It Is Impossible to Say Just What I Mean by Off The Sky (Review)

What is so intriguing about Off The Sky’s music is the way it teases your subconscious.
It Is Impossible to Say Just What I Mean - Off the Sky

A constant temptation that one has whenever they’re writing about art is to try and read more into a work than what is probably warranted. And when the art in question is as abstract as Off The Sky’s glitchy brand of guitar drones and processed ambience, the temptation is doubly strong. But Jason Corder makes it even more tempting by pre-attaching fascinating concepts to his releases.

For example, Caustic Light EP interwove the notion of caustic lights — strange, rippling light effects that play across certain surfaces — with dreams from Corder’s youth to serve as an “ambiguous story from the last moment memories of an old man as his soul escapes.” And before that, Studies Of Lifeform In Transit was, in Corder’s own words, “a DSP-manipulation concept piece based around my visual and mental explorations of the often chaotic and unpredictable seasonal climates here in Kentucky where I live.”

So now we have Corder’s latest release, It Is Impossible to Say Just What I Mean, an album whose titles are inspired by T.S. Eliot’s “The Love Song of J. Alfred Prufrock.” Eliot’s poem dwelt on the fragile balance between man’s need for intimacy and connection, and man’s inability to truly cross the gulf that separates individuals, all delivered in the guise of one man’s regret at never having expressed his love for a nameless woman.

As pretentious as it might sound, it’s a perfect match for Corder’s ephemeral music, as there is this constant sense of the music, like true human connection, lying just outside one’s reach. That no matter how much the listener might “figure out” Corder’s illusory compositions, they still ultimately remain just on the periphery of the their awareness, cloying and teasing with barely-there wisps of sound and deconstructed melodies that nevertheless manage to coalesce into moments of billowing loveliness.

And in keeping with the theme of Eliot’s poem, vocal snippets float throughout the recording, be it Lina Tharsing humming to herself on “Faint, Wishful Thinking” or the snatches of conversation that float, once again, on the periphery of “Farther From Where We Came.” Corder’s music is all about inference, and here, it’s the inference that whole worlds of communication are taking place outside of the songs’ spaces, with only scratches and pieces making it through Corder’s kaleidoscopic processing. It’s a curious feeling, and one that leaves you curiously melancholy, nostalgic for something — only you’re rather unsure as to what it is.

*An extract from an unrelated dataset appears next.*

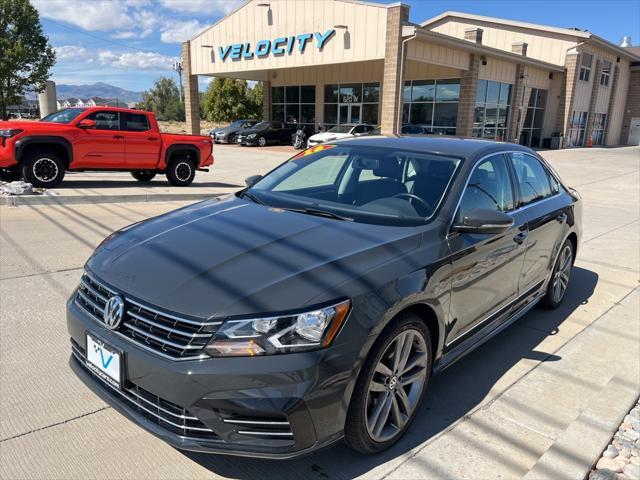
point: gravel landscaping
(620, 460)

Enough of the conceptual mumbo-jumbo, though. What of the music? Well, keep in mind that “music” is a relative term here. What is so intriguing about Off The Sky’s music is the way it teases your subconscious, offering you a collage of sounds that seems absolutely random. But there are wisps and particles of structure, phantoms of potential melodies, all of them as gorgeous and fragile as a newly-formed icicle. The songs never evolve in a predictable manner. You think you’ve inferred where and how the structure will emerge, only to be caught delightfully off guard by where and how the structure actually emerges.

The album’s opening track, “Farther From Where We Came,” is the stereotypical Off The Sky composition; all of the sonic elements — drifting, cloud-like atmospherics, ghostly conversational samples, glittering fragments of guitar — are there. But it’s also one of Corder’s most beautiful compositions, the way the sounds billow out so effortlessly only to be gently guided back by Corder’s manipulation in time for an affecting, reassuring climax.

One can almost imagine Björk chiming in from Vespertine on “A Matter Of Feeling,” especially once the playful tones and vaguely-oriental pluckings begin a little parade beneath swirling, aurora-like drones. Try not picturing Bark Psychosis’ Graham Sutton and the fellows from Hood finding lots to like in the nocturnal atmospherics that filter through and make “Lonely Face, Passers By” so haunting. And although Corder has stated that he’ll no longer record under his dub moniker Zen Savauge, phantoms of Zen Savauge’s twilit, glitch-riddled rhythms can be heard shuffling just below the surface of “Elliott Goodbye, Denouement” and “Gently Down The Stream.”

The whole time you listen to these songs, you find yourself both lulled and befuddled. Lulled by the serene drifts of sound, but befuddled as to how these mercurial sounds manage to come together. What’s more, the sounds become such that you find yourself wondering if what you’re hearing actually exists at all, or if it’s just some stray overtone, or the echoes of some pattern or fragment you just missed.

I find this music far more demanding of my attention than anything that’s “in your face,” as it’s the little nuances that mean all the world. But at the same time, I’m also painfully aware that there will always be some element of the song that eludes my grasp, that remains just outside of my awareness, a missing piece that might make everything even more beautiful than it is. What a beautifully elegiac experience. I suspect it’s a feeling that Eliot’s protagonist knew all too well in his lament.